Barking Ahead of the Sun
The waning moon rises around 10:30pm at week’s end Friday, with the bright glow of Jupiter trailing just a few degrees behind. By Sunday, the last-quarter moon rises a little before midnight just below the speckling lights of the Pleiades star cluster, which mark the back of Taurus. Ten degrees beneath the moon glares the bull’s red eye, the star Aldebaran, and midway between the two, outlining Taurus’ V-shaped face, are the stars of the Hyades cluster.
The sun now sets before 8pm, revealing Saturn in the southwest, trailed a dozen degrees by equally bright Spica, but by 10pm both have set. Jupiter rises in the east-northeast a bit before midnight and is high overhead by sunrise, a bit after 6:20. Mars, the only other planet visible to the unaided eye, rises around 2:30am and is well situated in the east with the approach of dawn.
In the late-summer depths of August, another planetary light rises in the east as if to herald the coming light of the sun. Sirius, the Dog Star, crests the southeast horizon around 5am, and aside from the moon, Jupiter and Venus, buried behind the sun, is the brightest light in the heavens.

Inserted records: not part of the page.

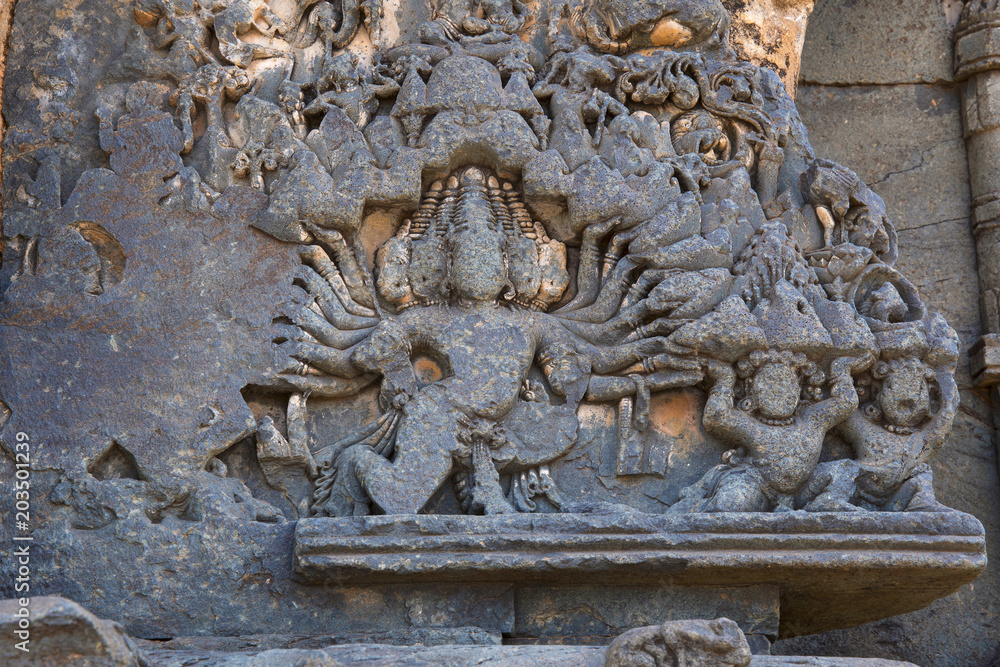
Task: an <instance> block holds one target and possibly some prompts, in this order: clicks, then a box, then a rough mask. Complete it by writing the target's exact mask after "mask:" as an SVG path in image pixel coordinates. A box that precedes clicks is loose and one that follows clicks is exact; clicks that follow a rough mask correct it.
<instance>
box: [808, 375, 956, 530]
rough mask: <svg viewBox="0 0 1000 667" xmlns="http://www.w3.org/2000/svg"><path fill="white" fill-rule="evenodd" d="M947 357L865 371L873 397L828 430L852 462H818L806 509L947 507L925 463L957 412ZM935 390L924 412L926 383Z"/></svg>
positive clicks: (932, 507) (925, 394)
mask: <svg viewBox="0 0 1000 667" xmlns="http://www.w3.org/2000/svg"><path fill="white" fill-rule="evenodd" d="M954 374H955V365H954V361H951V362H949V363H946V364H944V365H942V366H941V367H939V368H937V369H931V368H930V367H929V366H928V365H927V364H926V363H924V362H923V361H921V360H920V359H919V358H917V357H916V356H907V357H901V358H896V359H890V360H888V361H879V362H878V363H877V364H875V366H874V368H873V369H872V372H871V375H872V379H873V380H874V386H873V390H874V399H873V400H872V401H871V402H869V403H867V404H865V405H864V406H862V407H861V409H859V410H856V411H855V412H854V413H853V414H851V416H850V417H848V418H847V420H846V421H844V422H843V423H841V424H838V425H837V426H836V427H835V428H834V433H836V434H837V435H839V436H840V437H841V438H843V439H844V441H845V442H847V443H848V444H850V445H851V447H852V448H853V449H854V453H855V458H854V460H840V461H831V462H828V463H823V464H820V466H819V467H818V468H817V470H816V473H815V475H814V476H813V479H812V480H811V481H810V484H809V489H807V491H806V492H805V494H806V499H807V500H810V502H809V503H808V504H807V505H806V509H807V510H810V511H819V512H834V511H836V512H840V511H857V510H859V509H873V510H877V509H882V510H890V511H892V510H894V511H899V510H906V511H911V512H928V511H930V512H936V511H947V510H948V508H947V507H945V506H944V505H942V504H941V503H939V502H937V500H935V498H934V487H933V476H932V473H931V470H930V467H929V466H928V465H927V461H928V459H930V458H931V456H933V455H934V454H935V453H937V451H938V450H940V449H941V447H942V446H943V445H944V442H945V440H946V439H947V437H948V433H949V432H950V430H951V425H952V422H953V421H954V419H955V414H956V413H957V411H958V404H959V393H958V385H957V384H956V383H955V376H954ZM932 382H933V383H934V385H936V387H937V390H938V392H939V394H940V407H939V408H938V410H937V412H936V413H934V414H933V415H932V414H931V394H930V386H931V384H930V383H932Z"/></svg>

Thousands of years ago, Sirius rose in conjunction with the morning sun during the hottest days of summer, and people attributed the heat to its added glow. While we now know better, the pure brightness of Sirius continues to beguile. Always close to the horizon, the brilliant star is magnified and distorted to dazzling effect as it passes through our own atmosphere, leading to dozens of reports of unidentified flying objects this time of year.
Part of the reason Sirius appears so bright is because it is the closest star visible in the Northern Hemisphere, at 8.6 light-years. It is twice as big as our sun, small by stellar standards, and burns nearly twice as hot.